Myth on kava from the Upolu island

L’isola Upolu appartiene all’arcipelago delle Isole Samoa del Pacifico meridionale.

Il primo kava giunse a Samoa mediante Tagaloa, che era il primo capo (matai). Tagaloa aveva due figli, Ava’ali’i e Sa’a’sa’ali’i.

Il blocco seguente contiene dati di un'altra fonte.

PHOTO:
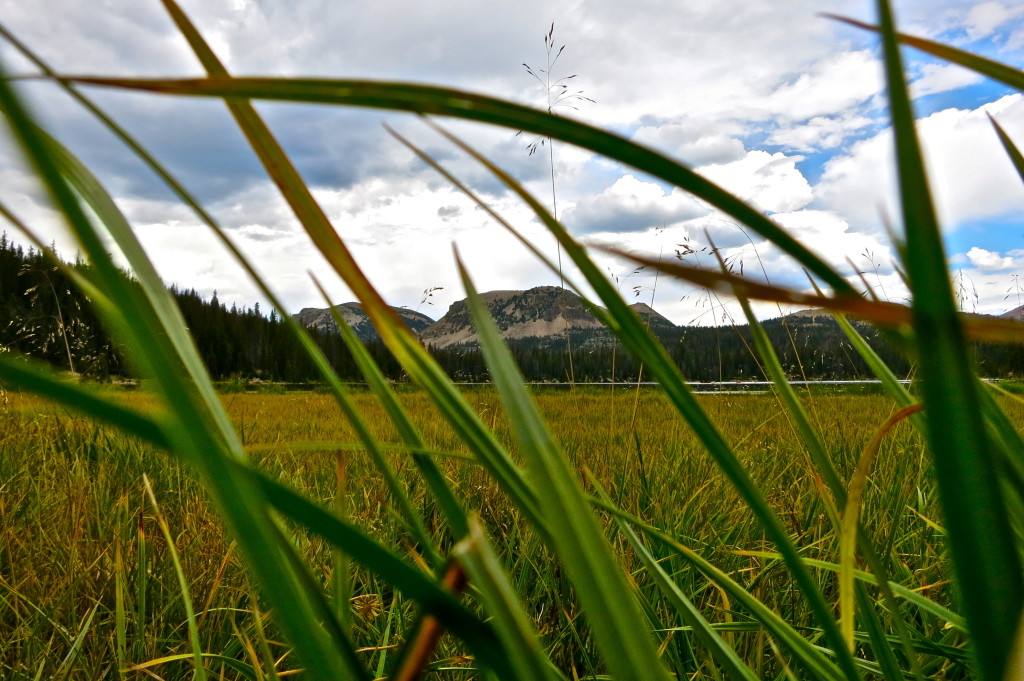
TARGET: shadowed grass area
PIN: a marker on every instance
(74, 538)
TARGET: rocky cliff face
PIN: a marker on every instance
(543, 314)
(356, 317)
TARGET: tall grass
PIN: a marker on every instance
(872, 624)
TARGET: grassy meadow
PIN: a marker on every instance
(507, 534)
(88, 588)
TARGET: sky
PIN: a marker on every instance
(778, 104)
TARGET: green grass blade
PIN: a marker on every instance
(401, 343)
(76, 646)
(984, 553)
(994, 70)
(814, 661)
(511, 623)
(628, 327)
(428, 99)
(822, 463)
(724, 653)
(196, 435)
(446, 502)
(39, 379)
(620, 630)
(925, 604)
(414, 584)
(247, 671)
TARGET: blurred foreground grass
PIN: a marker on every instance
(76, 527)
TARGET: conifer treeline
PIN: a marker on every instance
(43, 315)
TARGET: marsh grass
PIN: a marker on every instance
(87, 535)
(718, 540)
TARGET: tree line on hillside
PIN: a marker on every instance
(42, 314)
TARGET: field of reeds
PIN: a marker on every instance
(527, 537)
(89, 585)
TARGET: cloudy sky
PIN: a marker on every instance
(779, 105)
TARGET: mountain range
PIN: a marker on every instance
(540, 315)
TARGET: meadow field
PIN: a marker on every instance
(89, 589)
(510, 533)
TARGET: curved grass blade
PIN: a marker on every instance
(428, 99)
(400, 342)
(196, 434)
(812, 658)
(449, 505)
(197, 655)
(39, 379)
(909, 595)
(994, 70)
(723, 652)
(851, 519)
(419, 587)
(627, 326)
(976, 518)
(884, 313)
(619, 628)
(511, 623)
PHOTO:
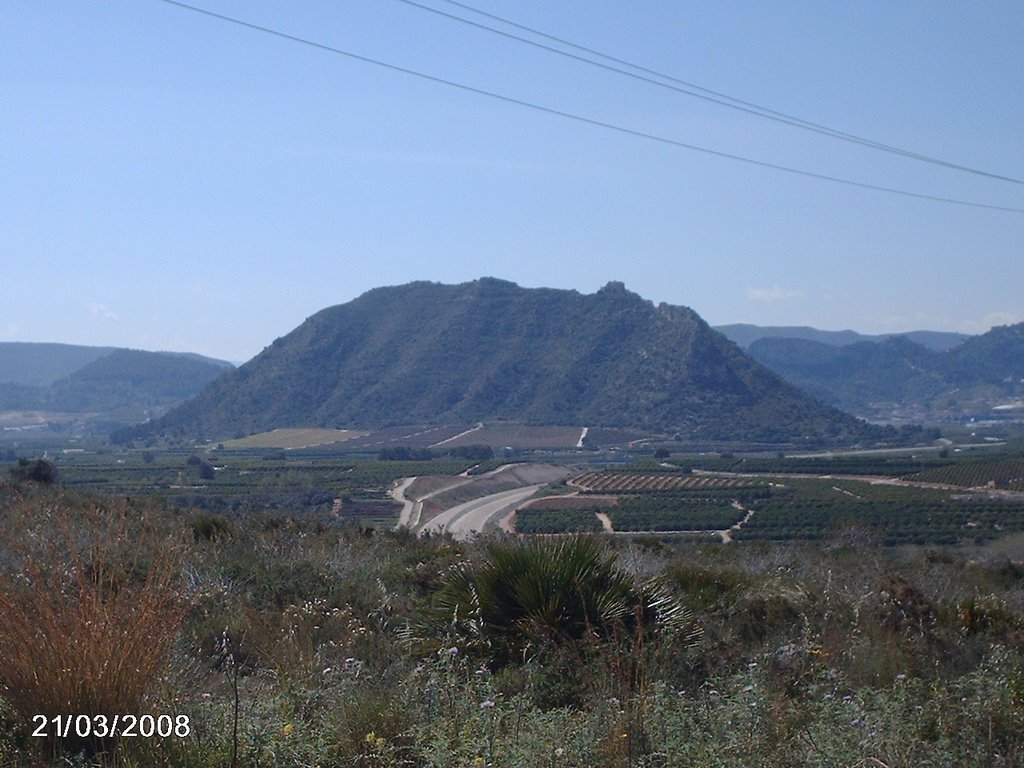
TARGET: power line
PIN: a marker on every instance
(688, 88)
(580, 118)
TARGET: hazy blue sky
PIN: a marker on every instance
(173, 181)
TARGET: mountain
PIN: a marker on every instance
(744, 335)
(98, 388)
(899, 379)
(41, 365)
(430, 353)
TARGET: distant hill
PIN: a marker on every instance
(99, 388)
(744, 335)
(897, 378)
(429, 353)
(40, 365)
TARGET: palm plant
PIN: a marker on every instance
(544, 590)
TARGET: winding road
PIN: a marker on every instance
(470, 517)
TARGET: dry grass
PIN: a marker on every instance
(86, 627)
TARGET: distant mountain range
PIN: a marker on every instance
(744, 335)
(429, 353)
(896, 379)
(488, 350)
(97, 389)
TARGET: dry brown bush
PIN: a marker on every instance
(90, 607)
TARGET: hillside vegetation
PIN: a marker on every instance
(488, 350)
(105, 388)
(878, 379)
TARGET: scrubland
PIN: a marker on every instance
(297, 640)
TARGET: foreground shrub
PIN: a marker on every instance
(547, 591)
(84, 630)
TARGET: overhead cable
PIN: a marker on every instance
(687, 88)
(581, 118)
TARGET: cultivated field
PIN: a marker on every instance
(293, 438)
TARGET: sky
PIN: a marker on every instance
(177, 181)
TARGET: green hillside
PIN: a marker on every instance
(427, 353)
(866, 378)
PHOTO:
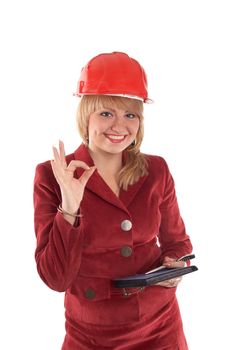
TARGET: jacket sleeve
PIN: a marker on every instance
(58, 250)
(173, 239)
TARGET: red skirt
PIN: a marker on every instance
(158, 327)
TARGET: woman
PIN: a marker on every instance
(108, 211)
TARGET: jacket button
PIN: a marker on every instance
(89, 294)
(126, 225)
(126, 251)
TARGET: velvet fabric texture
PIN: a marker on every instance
(81, 260)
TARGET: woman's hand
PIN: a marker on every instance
(171, 263)
(72, 189)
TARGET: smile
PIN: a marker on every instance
(116, 138)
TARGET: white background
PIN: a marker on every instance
(186, 49)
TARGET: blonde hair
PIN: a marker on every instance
(135, 163)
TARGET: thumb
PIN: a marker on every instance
(86, 175)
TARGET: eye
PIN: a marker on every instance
(106, 114)
(130, 115)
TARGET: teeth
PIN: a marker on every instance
(114, 137)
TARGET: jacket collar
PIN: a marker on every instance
(97, 185)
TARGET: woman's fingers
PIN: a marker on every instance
(172, 263)
(86, 175)
(172, 283)
(74, 164)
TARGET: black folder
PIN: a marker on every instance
(148, 279)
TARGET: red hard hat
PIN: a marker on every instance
(114, 74)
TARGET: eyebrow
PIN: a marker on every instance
(113, 110)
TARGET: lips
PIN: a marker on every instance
(115, 138)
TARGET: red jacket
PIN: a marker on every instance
(115, 237)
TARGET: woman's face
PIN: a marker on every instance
(112, 130)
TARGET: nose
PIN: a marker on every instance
(118, 124)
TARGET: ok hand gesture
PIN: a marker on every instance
(72, 189)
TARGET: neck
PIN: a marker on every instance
(107, 163)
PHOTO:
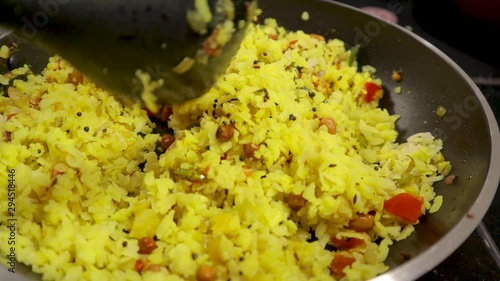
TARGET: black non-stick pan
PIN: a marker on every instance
(431, 79)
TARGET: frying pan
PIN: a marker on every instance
(469, 130)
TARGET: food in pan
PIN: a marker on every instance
(287, 169)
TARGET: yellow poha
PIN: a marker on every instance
(287, 144)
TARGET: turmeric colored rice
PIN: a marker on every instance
(282, 171)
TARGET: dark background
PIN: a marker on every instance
(470, 42)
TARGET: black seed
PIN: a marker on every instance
(311, 93)
(313, 236)
(330, 248)
(142, 166)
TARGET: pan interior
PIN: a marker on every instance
(429, 81)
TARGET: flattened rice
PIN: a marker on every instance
(286, 169)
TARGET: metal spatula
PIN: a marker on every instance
(175, 40)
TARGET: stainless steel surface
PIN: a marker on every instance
(110, 40)
(490, 244)
(473, 147)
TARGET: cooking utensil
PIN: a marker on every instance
(110, 40)
(430, 79)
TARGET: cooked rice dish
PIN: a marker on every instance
(287, 169)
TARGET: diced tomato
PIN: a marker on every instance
(54, 173)
(149, 113)
(139, 265)
(339, 263)
(10, 116)
(406, 206)
(147, 245)
(346, 243)
(373, 92)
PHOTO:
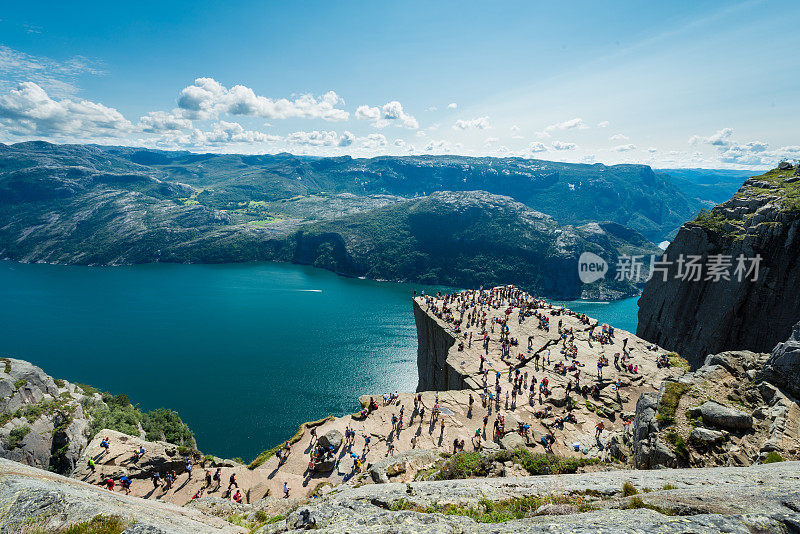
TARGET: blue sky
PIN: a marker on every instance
(683, 84)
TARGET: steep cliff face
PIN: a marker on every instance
(433, 346)
(749, 310)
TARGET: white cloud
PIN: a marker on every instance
(572, 124)
(537, 147)
(719, 138)
(29, 110)
(624, 148)
(314, 138)
(440, 146)
(560, 145)
(479, 123)
(55, 77)
(207, 98)
(161, 121)
(233, 132)
(391, 113)
(373, 141)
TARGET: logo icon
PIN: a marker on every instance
(591, 267)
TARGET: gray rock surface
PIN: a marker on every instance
(332, 438)
(32, 498)
(649, 451)
(737, 500)
(512, 441)
(51, 410)
(705, 436)
(721, 416)
(409, 462)
(697, 318)
(783, 366)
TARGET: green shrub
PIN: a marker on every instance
(629, 489)
(544, 464)
(463, 465)
(16, 436)
(101, 524)
(679, 443)
(673, 391)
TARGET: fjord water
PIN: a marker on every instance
(245, 352)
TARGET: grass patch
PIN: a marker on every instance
(16, 436)
(495, 511)
(678, 443)
(712, 220)
(266, 455)
(637, 502)
(629, 489)
(101, 524)
(472, 464)
(673, 391)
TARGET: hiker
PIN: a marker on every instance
(218, 477)
(599, 429)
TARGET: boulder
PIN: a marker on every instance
(302, 519)
(408, 462)
(332, 438)
(512, 441)
(326, 465)
(705, 436)
(783, 366)
(721, 416)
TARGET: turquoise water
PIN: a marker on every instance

Quando Ava fu sul punto di morte, mormorò a Sa’a che dalla sua tomba sarebbe sorta una pianta di grande valore per la gente di Samoa. Ava quindi morì e fu seppellito.

Sa’a e i suoi bambini tennero d’occhio la tomba e al terzo giorno dopo la sepoltura furono viste due piante che crescevano dalla parte della testa della tomba. Mentre Sa’a e i bambini guardavano, videro un topo avvicinarsi e mangiare la prima pianta. Il topo quindi si mosse verso la seconda pianta e si mise a mangiare, ma presto rimase inebriato. Il topo tornò a casa barcollante sotto gli occhi stupiti della gente.

Essi chiamarono la prima pianta tolo, o canna da zucchero,1 e la seconda ava, in onore dell’uomo dalla cui tomba era sorta.

1 Tradizionalmente, la canna da zucchero viene ingerita subito dopo aver bevuto l’ava (kava) con lo scopo di eliminare dalla bocca il suo sapore amaro.

In: Vincent Lebot, Mark Merlin & Lamont Lindstrom, 1992, Kava, the Pacific Drug, Yale University, New Have, p. 125; anche in: Lebot Vincent, 1989, L’histoire du kava commence par sa découverte, Journal de la Société des Océanistes, vol. 88-89, pp. 89-114, p. 94.